The province wants to keep things much as they are with some improvements and more cash flowing from the agreement, while the Americans want to overhaul it from the ground up.
First established in 1964 with a 50-year term, the Columbia River Treaty saw the construction of three dams on Canadian soil to provide downstream flood control on the Columbia River system, which flows from near Invermere to the Pacific near Portland, Oregon. Under the treaty, which is set to come up for renewal in 2014, Canada receives half the revenue from the US for hydroelectric and flood control revenues south of the border.
The Columbia River Treaty Review, a provincial commission, has been studying the treaty and seeking public comment since 2011 and recently released its draft recommendation on the treaty renegotiation – which is based on findings and input so far.

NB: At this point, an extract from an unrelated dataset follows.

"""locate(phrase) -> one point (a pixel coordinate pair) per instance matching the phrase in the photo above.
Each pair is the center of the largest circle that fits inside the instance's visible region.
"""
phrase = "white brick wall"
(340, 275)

According to the document, the province is seeking to keep the status quo on the treaty with some minor adjustments and improvements made within the agreement.
“Continue the Columbia River Treaty and seek improvements within the existing Treaty framework,” reads the main draft recommendation in the document.

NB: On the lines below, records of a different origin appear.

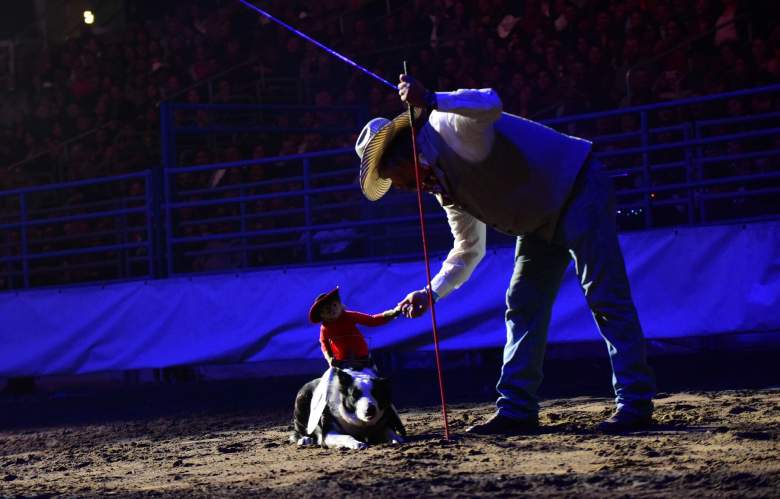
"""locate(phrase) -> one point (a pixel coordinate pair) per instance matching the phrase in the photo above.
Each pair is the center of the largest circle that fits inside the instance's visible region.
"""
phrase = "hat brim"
(372, 185)
(314, 311)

Bennett says BC wants more
BC Minister of Energy and East Kootenay MLA Bill Bennett is heading up the provincial end of the renegotiations.
“We’re not recommending the treaty be re-opened,” Bennett told the CBC last week. “We’re recommending how it can be improved.”

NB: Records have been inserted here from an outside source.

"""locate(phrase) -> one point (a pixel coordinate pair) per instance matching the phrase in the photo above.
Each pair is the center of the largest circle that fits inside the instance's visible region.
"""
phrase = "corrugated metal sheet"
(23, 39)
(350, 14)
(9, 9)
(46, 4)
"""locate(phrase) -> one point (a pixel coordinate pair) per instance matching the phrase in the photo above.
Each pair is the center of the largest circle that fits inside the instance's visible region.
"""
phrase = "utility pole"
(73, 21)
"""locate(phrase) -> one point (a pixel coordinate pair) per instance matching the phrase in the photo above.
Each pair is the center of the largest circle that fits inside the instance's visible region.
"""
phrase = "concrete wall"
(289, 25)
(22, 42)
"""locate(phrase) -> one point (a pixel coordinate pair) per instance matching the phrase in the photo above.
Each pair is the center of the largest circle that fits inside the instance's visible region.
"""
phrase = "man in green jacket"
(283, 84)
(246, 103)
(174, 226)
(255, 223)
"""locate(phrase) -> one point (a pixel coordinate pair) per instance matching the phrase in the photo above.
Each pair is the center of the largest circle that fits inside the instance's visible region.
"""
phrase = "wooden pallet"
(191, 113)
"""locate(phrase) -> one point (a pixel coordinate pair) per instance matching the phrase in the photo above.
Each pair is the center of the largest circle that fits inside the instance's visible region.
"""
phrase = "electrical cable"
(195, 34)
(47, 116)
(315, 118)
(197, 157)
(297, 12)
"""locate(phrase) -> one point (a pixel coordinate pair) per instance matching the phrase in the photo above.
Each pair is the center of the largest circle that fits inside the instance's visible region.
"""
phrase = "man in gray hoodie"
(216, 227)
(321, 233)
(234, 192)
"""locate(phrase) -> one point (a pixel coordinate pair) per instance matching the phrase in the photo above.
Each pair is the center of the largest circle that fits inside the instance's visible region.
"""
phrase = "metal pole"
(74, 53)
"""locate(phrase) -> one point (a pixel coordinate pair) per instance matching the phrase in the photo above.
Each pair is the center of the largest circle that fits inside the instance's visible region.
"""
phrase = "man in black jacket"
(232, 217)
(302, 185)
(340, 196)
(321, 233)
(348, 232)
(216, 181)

He added that the province may also be seeking to get more revenue from the treaty through the negotiations.
“We think it has a very significant value. Perhaps more than we are receiving today and I think that is the basis for an important conversation.”
Americans see things differently
The treaty review commission on the other side of the border has a different perspective on how the renegotiation of the treaty would look.
According to a September 21 story in the Spokane Spokesman Review, the US review committee wants the treaty to be “renegotiated to make the system more flexible amid climate change and to aid threatened and endangered species that weren’t considered when the created decades ago.”
Environmental considerations are made in the BC provincial draft document, but are done so in a manner that keeps them outside the renegotiation process.
But benefits are also an issue for the Americans when it comes to a ground-up renegotiation of the treaty.
“It is in the best interests of the region to modernize the treaty post-2024 in such a way as to bring about better and more balanced benefits to the region,” wrote Bonneville Power’s Stephen Oliver and David Ponganis of the U.S. Army Corps of Engineers in a Sept. 20 letter to the American review committee.
BC consultation still ongoing
The BC Columbia River Treaty Review is still holding public consultations throughout the Columbia Basin, with upcoming events in Nakusp on Nov. 6 2013 and Castlegar on Nov. 7.